"Forget I said That!"
The speed with which Lt. Gen. George S. Patton's Third Army drove across France in the late summer of 1944 is well known. Only a little less well known are the problems Patton's drive caused rear echelon element trying to keep the troops supplied with fuel and ammunition. But few know that Patton's famous drive also created problems for the Army Air Forces.
In fact, so serious were these problems that at a briefing, a staff officer from Brig. Gen. Otto P. Weyland's XIX Tactical Air Corps complained bitterly of the difficulties which air force ground element were having in keeping up with the Third Army's rapid advance.
Whereupon, Patton leaned over and, in a stage whisper, said to Weyland, "Opie, it would be a terrible thing if the ground forces should outrun the air forces, wouldn't it."
That was the last anyone ever heard from the air force about any problems "keeping up."
The Cost of War
During the American Civil War, one method of inducing men to enlist was to offer a cash bounty.
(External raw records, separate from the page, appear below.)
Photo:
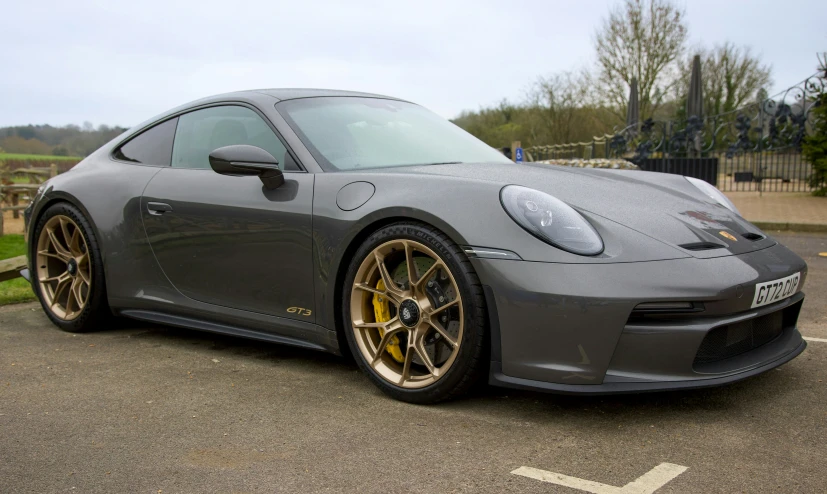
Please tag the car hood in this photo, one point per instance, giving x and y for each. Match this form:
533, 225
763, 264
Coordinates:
661, 206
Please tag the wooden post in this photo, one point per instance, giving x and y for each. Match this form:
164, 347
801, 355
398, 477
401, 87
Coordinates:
15, 200
514, 146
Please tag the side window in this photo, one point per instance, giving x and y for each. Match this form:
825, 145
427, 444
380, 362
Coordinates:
150, 147
202, 131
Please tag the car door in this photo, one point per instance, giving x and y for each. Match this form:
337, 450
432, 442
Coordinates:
227, 240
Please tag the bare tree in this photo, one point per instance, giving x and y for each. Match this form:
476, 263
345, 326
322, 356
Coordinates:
732, 77
640, 39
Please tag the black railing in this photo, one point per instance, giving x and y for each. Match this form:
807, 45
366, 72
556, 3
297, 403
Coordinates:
754, 148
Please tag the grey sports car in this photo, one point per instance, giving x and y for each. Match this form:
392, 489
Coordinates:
368, 226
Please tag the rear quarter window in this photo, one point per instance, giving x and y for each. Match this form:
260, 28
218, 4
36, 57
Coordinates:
151, 147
Even after the institution of the draft by the Union in mid-1863 - over a year after the Confederacy had resorted to this step - the practice of awarding bounties continued, since a county that fulfilled its draft quota through voluntary enlistment was free from conscription.
Of course, competition among localities for the available manpower was fierce. There was a Federal bounty, and virtually every state offered an additional bounty, as did many counties and most cities. It is believed that some $750 million in good nineteenth century money was paid out in bounties during the war to convince some 1.8 million men to join the Union armies, or roughly $435 for each man. This enormous sum was ...
- equal to the entire army payroll for the whole war, at a time when privates made $15 a month.
- greater than all quartermaster expenditures for the war .
- equal to twice the cost of all rations issued during the war .
- five times greater than the cost of all 7,892 pieces of artillery procured by the Union Army during the war.